As we can see model is well fit to the data and the variables are statistically significant (based on GoF, Hosmer-Lemeshow and LR tests p-values).
Now we compare ROC curves of base and max model with our model chosen using stepwise method.
## [1] "Roc test p-value for stepwise and base: 0"
## [1] "Roc test p-value for stepwise and max: 0.00382507331587263"
P-value of both tests is lower than the significance level (of 0.05) so we reject the null hypotheses in favor of the alternative and conclude that the ROC curves are not equally good.
## [1] "Gini coefficients on the validation set"
## [1] "Gini coefficient for stepwise model: 0.64236008320048"
## [1] "Gini coefficient for max model: 0.642370995431295"
## [1] "Gini coefficient for base model: 0"
As we can see model chosen using stepwise methot outperformed the former - therefore we will be using it in further analysis.
In this section we will compare four models build using different methods:
Our logit model is the one we obtained using stepwise method, its scores are presented below:
Tuning led to the most efficient model with 100 estimators, 5 sampled features at each split and minimal node size being 1.
It turned out that the most optimal set of hyperparameters in AdaBoost model is 80 trees (lesser than in the Random Forest model), learning rate 0.07 and the model sampled 0.7 of the initial set in each tree.
Optimal set of hyperparameters for the XGBoost is:
All values are computed for validation set:
model_name | auc | gini | k_s_stat | psi |
---|---|---|---|---|
Logit | 0.8212 | 0.6424 | 0.4984 | 0.0013 |
Random_Forest | 0.8142 | 0.6285 | 0.4931 | Inf |
Adaboost | 0.8510 | 0.7019 | 0.5465 | Inf |
XGBoost | 0.8538 | 0.7076 | 0.5477 | 0.0016 |
As you can see XGBoost outperformes all other methods. Population stability index value is lower than 0.1 so we can conclude that the model is stable (we suspect that in case of Random Forest and AdaBoost models there occured division by zero because a lot of observations had the same value, therefore the outcome is flawed).
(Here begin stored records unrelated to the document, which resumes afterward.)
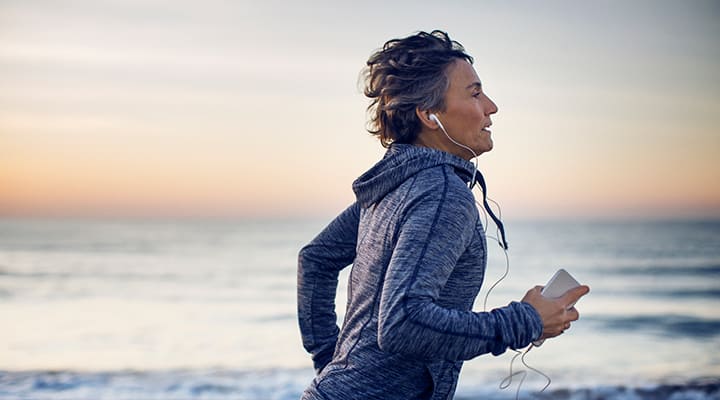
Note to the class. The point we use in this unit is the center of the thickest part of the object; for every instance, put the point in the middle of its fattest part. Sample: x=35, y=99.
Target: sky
x=254, y=109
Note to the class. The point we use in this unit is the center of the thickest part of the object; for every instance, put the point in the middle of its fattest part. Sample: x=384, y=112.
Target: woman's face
x=466, y=117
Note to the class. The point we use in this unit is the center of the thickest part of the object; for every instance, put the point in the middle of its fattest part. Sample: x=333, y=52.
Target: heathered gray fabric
x=418, y=251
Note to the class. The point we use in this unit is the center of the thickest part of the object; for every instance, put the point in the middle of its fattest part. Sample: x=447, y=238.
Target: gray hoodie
x=418, y=251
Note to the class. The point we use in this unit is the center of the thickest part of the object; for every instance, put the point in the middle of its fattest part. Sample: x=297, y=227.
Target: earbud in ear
x=434, y=117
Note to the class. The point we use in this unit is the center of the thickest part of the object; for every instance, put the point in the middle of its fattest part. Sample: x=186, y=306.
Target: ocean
x=205, y=309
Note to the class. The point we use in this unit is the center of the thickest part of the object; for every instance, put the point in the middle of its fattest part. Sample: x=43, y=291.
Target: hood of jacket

Considering the Kolmogorov-Smirnov statistics, we can conclude that the distributions of scores in default groups are indeed different.
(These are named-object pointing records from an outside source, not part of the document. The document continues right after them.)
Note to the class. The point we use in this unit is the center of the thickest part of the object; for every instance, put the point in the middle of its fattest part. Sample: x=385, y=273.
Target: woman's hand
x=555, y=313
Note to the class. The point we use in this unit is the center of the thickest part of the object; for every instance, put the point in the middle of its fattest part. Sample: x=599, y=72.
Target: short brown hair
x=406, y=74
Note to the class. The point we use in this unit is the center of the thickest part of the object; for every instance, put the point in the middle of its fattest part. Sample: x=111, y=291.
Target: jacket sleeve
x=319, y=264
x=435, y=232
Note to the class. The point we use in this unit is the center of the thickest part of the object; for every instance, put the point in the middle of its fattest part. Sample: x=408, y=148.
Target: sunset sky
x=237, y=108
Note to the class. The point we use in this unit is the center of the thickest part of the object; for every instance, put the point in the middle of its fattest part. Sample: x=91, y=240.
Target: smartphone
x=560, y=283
Below we present Gini coefficients for the test set (never previously seen in the training process):
model_name | gini |
---|---|
Logit | 0.6389 |
Random_Forest | 0.6325 |
Adaboost | 0.6862 |
XGBoost | 0.6956 |
Once again, XGBoost outperforms all other methods, therefore we decide to build the scorecard on its outcomes.
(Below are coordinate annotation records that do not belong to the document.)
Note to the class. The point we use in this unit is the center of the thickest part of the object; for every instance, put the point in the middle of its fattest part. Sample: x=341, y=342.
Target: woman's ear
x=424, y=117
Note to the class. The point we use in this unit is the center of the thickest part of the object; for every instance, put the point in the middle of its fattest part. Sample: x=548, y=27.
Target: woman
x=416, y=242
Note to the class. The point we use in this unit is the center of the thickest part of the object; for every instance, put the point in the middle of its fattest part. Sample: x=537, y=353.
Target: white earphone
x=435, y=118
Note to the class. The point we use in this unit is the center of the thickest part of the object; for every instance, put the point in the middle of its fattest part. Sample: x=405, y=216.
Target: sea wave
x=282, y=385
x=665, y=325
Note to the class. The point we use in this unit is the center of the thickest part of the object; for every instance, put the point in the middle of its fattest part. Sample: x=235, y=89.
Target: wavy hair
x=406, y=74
Once we decided that XGBoost is our go-to model, we use the whole dataset (train+validation+test sets) to divide scores into risk-intervals and therefore create a scorecard.
Score buckets | No of clients | Goods | Bads | Cumulative Goods | Cumulative Bads | Good rate | Bad rate |
---|---|---|---|---|---|---|---|
0 - 473.05 | 19503 | 13406 | 6097 | 13406 | 6097 | 68.74% | 31.26% |
473.05 - 518.35 | 30355 | 27971 | 2384 | 41377 | 8481 | 92.15% | 7.85% |
518.35 - 565.69 | 29687 | 28804 | 883 | 70181 | 9364 | 97.03% | 2.97% |
565.69 - 589.53 | 29007 | 28600 | 407 | 98781 | 9771 | 98.60% | 1.40% |
589.53 - 609.47 | 21228 | 21050 | 178 | 119831 | 9949 | 99.16% | 0.84% |
609.47 and higher | 20220 | 20143 | 77 | 139974 | 10026 | 99.62% | 0.38% |
Based on the score buckets we would divide our clients into 6 potential groups with ideally different pricing and for example different interest rates. We could reject the most risky clients from chosen buckets (presumably first two) - all depending on business approach and desired exposure to risk.